Why This Matters
This demo showcases a powerful browser-based tool that converts prompts into Excalidraw diagrams using advanced GPU acceleration and compression techniques. It highlights significant advancements in in-browser AI-driven diagram generation, enabling longer conversations and more complex visuals without relying on server-side processing. This development could influence future web-based AI applications, making them faster and more accessible for users with varying hardware capabilities.
Key Takeaways
- Uses GPU acceleration for faster prompt-to-diagram conversion
- Compresses data to handle longer conversations within GPU memory limits
- Requires modern browsers with WebGPU support and sufficient RAM
TurboQuant Prompt → Diagram
Describe any diagram, Gemma 4 E2B generates it as Excalidraw — entirely in your browser. Desktop Chrome 134+ only.

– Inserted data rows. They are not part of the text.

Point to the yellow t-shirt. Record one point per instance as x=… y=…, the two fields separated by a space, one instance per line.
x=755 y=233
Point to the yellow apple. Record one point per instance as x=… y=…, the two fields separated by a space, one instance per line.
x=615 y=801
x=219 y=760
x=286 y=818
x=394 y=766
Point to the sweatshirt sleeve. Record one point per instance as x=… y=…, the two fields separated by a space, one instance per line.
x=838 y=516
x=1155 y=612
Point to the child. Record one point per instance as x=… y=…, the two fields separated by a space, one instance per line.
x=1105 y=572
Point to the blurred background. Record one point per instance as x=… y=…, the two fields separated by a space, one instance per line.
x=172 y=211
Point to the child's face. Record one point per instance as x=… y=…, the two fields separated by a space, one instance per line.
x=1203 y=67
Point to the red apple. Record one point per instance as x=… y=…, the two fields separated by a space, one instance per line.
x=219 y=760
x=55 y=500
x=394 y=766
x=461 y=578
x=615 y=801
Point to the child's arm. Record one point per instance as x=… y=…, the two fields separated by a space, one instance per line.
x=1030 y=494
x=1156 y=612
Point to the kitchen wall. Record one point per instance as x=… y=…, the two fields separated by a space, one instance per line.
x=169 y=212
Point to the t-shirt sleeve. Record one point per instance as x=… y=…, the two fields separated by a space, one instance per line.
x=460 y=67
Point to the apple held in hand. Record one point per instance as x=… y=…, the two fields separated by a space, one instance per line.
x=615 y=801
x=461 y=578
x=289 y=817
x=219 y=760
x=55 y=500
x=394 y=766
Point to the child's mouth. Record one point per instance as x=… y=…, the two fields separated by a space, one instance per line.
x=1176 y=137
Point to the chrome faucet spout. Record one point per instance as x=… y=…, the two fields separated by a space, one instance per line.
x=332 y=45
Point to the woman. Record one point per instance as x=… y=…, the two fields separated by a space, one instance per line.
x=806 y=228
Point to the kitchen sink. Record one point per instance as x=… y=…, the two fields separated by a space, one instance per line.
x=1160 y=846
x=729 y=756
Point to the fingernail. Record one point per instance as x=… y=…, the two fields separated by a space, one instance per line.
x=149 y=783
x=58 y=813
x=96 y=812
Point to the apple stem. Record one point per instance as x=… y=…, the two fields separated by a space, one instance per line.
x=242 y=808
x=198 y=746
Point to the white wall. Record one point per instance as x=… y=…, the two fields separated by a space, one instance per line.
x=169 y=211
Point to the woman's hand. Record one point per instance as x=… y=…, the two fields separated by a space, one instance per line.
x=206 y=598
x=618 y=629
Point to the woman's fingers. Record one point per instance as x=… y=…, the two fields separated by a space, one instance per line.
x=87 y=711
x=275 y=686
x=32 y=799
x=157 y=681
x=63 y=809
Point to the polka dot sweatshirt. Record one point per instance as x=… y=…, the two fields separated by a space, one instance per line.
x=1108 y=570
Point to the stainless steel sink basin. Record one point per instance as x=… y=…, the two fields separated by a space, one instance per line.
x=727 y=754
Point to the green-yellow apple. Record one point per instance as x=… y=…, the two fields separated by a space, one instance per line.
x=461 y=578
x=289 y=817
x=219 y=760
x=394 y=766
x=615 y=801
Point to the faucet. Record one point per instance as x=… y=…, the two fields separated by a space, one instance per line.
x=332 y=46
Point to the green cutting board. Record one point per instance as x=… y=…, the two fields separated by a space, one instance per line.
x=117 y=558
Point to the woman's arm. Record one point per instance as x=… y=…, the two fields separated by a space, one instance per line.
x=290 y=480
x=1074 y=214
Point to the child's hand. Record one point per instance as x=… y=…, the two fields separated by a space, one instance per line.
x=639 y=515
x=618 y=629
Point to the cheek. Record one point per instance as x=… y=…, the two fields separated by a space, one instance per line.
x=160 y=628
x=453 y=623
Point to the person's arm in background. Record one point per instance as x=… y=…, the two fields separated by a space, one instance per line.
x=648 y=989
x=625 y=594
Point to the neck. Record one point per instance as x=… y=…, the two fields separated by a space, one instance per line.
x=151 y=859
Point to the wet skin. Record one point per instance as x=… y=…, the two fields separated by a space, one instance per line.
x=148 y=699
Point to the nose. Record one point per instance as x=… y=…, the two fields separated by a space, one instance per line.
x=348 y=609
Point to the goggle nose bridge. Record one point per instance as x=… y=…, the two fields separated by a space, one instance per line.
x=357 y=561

The LLM outputs compact code (~50 tokens) instead of raw Excalidraw JSON (~5,000 tokens). The TurboQuant algorithm (polar + QJL) compresses the KV cache ~2.4× so longer conversations fit in GPU memory. Needs WebGPU subgroups (Safari/iOS not supported yet) and ~3 GB RAM (mobile browsers cap well below this).
This demo reimplements the TurboQuant algorithm in WGSL compute shaders so it runs on the GPU at 30+ tok/s. The sibling turboquant-wasm npm package implements the same algorithm in WASM+SIMD for CPU-side vector search.